Monday, October 29, 2012

Who's In Control Here


There are two things I’ve been thinking about for the past week or so, and it turns out they are related.
The first is the idea of relinquishing all authority, decisions, and control—as if returning to childhood, when someone else had all the responsibility for taking care of my needs. (At least that is one example. I have others I can’t share.) While I was wishing that could be the case, God reminded me, “What do you think I am here for?” He is the one who is in control of all things, so why can’t I let Him do His job? One reason is that I’m not quite sure how to let go of the big stuff, much less the small stuff. Heck, I can’t even let go of jobs that other people can or should be doing. I live by the motto, “If you want it done right, do it yourself.” So what can I do to let God be God? I guess the first, and perhaps biggest thing, is to accept His promises on faith. Of course, that assumes that I know what He has promised through His Word. He says He’ll provide, taking care of everything from clothing the lilies to giving us daily bread. He says He is always there, always aware of what is going on, and will never give us more than we can bear. But most of the time I don’t believe that He cares or will provide, and it seems like it’s up to me to get it done.

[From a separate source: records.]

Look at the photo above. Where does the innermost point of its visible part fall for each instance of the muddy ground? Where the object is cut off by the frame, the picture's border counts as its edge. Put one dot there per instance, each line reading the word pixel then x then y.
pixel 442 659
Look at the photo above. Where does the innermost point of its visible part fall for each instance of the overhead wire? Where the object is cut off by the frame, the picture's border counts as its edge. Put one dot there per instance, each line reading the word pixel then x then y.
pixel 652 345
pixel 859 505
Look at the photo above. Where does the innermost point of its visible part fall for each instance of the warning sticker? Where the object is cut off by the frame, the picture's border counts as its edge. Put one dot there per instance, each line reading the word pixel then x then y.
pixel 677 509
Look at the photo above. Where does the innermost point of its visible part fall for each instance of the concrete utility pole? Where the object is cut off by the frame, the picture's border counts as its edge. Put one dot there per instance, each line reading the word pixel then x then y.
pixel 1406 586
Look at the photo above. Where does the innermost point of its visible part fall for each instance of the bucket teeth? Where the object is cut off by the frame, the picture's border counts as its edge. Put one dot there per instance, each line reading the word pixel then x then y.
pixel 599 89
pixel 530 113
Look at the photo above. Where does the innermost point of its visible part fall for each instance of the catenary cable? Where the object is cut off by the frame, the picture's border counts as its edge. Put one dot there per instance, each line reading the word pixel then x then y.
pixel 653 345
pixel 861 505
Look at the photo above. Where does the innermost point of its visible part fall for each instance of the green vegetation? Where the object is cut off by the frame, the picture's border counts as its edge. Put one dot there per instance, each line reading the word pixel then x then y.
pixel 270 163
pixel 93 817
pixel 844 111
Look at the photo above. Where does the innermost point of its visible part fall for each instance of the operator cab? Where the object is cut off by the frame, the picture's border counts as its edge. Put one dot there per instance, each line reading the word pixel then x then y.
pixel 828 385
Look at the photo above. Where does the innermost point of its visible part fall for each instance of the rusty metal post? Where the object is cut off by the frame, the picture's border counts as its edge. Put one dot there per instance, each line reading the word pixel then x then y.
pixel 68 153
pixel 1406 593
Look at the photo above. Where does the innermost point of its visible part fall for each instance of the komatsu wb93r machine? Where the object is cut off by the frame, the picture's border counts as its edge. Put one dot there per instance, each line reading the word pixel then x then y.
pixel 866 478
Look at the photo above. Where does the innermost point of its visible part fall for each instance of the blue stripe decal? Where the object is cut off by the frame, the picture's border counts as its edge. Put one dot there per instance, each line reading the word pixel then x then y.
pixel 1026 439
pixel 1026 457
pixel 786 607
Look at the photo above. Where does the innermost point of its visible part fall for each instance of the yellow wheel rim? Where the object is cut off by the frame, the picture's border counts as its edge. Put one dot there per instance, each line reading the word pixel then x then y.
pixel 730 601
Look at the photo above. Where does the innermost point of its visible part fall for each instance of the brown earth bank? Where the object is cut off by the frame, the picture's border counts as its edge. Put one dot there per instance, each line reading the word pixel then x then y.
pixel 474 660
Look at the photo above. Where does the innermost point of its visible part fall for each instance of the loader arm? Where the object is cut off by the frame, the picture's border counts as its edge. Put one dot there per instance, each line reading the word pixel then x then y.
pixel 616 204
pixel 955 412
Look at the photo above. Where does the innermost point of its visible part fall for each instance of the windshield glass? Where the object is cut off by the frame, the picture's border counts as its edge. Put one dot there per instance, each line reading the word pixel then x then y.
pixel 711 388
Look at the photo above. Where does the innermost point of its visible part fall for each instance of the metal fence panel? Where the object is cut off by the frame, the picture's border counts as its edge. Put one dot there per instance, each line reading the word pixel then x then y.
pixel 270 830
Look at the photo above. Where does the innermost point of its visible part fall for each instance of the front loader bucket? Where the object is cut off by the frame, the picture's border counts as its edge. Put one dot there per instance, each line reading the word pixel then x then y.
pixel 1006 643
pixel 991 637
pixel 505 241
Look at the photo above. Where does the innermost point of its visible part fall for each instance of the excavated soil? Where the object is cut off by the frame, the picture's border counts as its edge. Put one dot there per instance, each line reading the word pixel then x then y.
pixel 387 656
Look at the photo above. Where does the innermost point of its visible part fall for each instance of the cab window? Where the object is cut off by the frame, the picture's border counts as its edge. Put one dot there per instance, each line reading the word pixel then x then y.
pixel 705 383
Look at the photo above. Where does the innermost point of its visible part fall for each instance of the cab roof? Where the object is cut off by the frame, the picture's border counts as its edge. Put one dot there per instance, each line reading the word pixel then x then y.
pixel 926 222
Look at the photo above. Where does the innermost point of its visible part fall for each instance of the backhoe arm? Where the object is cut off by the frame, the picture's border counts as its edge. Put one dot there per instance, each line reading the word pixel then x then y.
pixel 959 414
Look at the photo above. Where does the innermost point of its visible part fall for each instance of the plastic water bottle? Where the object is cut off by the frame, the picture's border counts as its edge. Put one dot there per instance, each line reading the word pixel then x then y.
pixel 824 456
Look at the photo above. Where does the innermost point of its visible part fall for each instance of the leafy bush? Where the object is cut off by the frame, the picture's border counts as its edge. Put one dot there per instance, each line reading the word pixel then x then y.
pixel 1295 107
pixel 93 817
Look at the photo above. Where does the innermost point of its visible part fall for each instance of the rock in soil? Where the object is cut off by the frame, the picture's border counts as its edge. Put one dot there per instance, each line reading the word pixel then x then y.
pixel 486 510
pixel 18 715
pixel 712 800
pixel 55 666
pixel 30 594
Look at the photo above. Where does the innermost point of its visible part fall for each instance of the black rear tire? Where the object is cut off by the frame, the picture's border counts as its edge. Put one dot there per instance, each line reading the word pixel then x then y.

The second thought is wondering what the future holds and whether it is worth waiting for. As a child, you can’t wait to get old enough to drive, then to graduate from high school. Then maybe you can’t wait to graduate from college and get out in the “real world.” And then you get a job and find out that it doesn’t fulfill all your expectations either, no matter how many different jobs you try. And for some, marriage and family are goals that you can’t wait to reach, then maybe empty nesting and grandkids. But at some point, at least I think this is true for most people, you start asking, “Is this all there is?” Maybe that’s what a midlife crisis is all about. I’ve been wondering whether I’m just biding my time until either something new happens or the end comes (whether through death or the Second Coming of Jesus). Doesn’t God have something better in mind than for me to do my job, collect my paycheck and go home? So with those thoughts in mind I have tried to make some small changes in my life that might make me at least feel more productive. (In psychology terms, they call this stage Generativity vs. Stagnation.)
Then last night I started reading John Ortberg’s book The Me I Want to Be. And he hits on the same topics. I’m just a couple chapters in, but what I’ve learned from it so far is that there is nothing I can do to make myself better. God made me, He knows me best, and He has plans to use me in ways that I can’t foresee. I can’t fulfill my own expectations, or anyone else’s for that matter. But God can fulfill His expectations to make me who He wants me to be. Ortberg writes, “Languishing is the condition of someone who may be able to function but has lost a sense of hope and meaning.”  And, “To be spiritually alive means to receive power from God to have a positive impact on your world.” (Sorry I don’t have page numbers, but I’m working from the Kindle version.)
I’m still pondering what this all means, and how to get to the point of letting God get on with what He’s already begun in me (Philippians 1:6). I know I can’t do it myself because I’ve tried for years and it has only made me miserable. I’m hoping Ortberg will have a few clues on how to let go. Meanwhile I’m trying to immerse myself in the promises of God and let them saturate my brain and my spirit. I need a bigger bulletin board for all the index cards of Scripture I’m accumulating!